Generalized Four-momentum for Continuously Distributed Materials

TL;DR

This paper derives a covariant expression for the generalized four-momentum of continuously distributed materials using a differential Euler-Lagrange framework, applicable to relativistic systems with fields and pressures.

Contribution

It introduces a new covariant formulation of four-momentum for continuous materials, linking Lagrangian density to four-momentum and applying it to relativistic systems with various fields.

Findings

Generalized four-momentum is an integral four-vector.

Expression matches Legendre transformation between Lagrangian and Hamiltonian.

Four-momentum depends on mass, velocity, and scalar potentials of fields.

Abstract

A four-dimensional differential Euler-Lagrange equation for continuously distributed materials is derived based on the principle of least action, and instead of Lagrangian, this equation contains the Lagrangian density. This makes it possible to determine the density of generalized four-momentum in covariant form as derivative of the Lagrangian density with respect to four-velocity of typical particles of a system taken with opposite sign, and then calculate the generalized four-momentum itself. It is shown that the generalized four-momentum of all typical particles of a system is an integral four-vector and therefore should be considered as a special type of four-vectors. The presented expression for generalized four-momentum exactly corresponds to the Legendre transformation connecting the Lagrangian and Hamiltonian. The obtained formulas are used to calculate generalized four-momentum of stationary and moving relativistic uniform systems for the Lagrangian with particles and vector fields, including electromagnetic and gravitational fields, acceleration field and pressure field.
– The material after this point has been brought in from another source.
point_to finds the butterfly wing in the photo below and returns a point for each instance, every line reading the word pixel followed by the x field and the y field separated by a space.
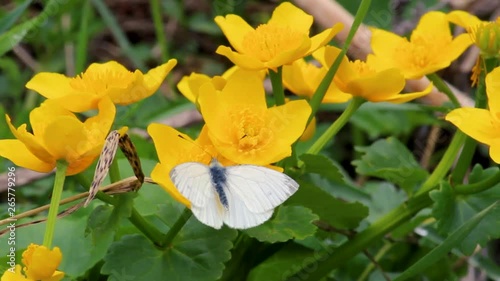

It turns out that the generalized four-momentum of a moving system depends on the total mass of particles, on the Lorentz factor and on the velocity of the systems center of momentum. Besides, an additional contribution is made by the scalar potentials of the acceleration field and the pressure field at the center of system. The direction of the generalized four-momentum coincides with the direction of four-velocity of the system under consideration, while the generalized four-momentum is part of the relativistic four-momentum of the system.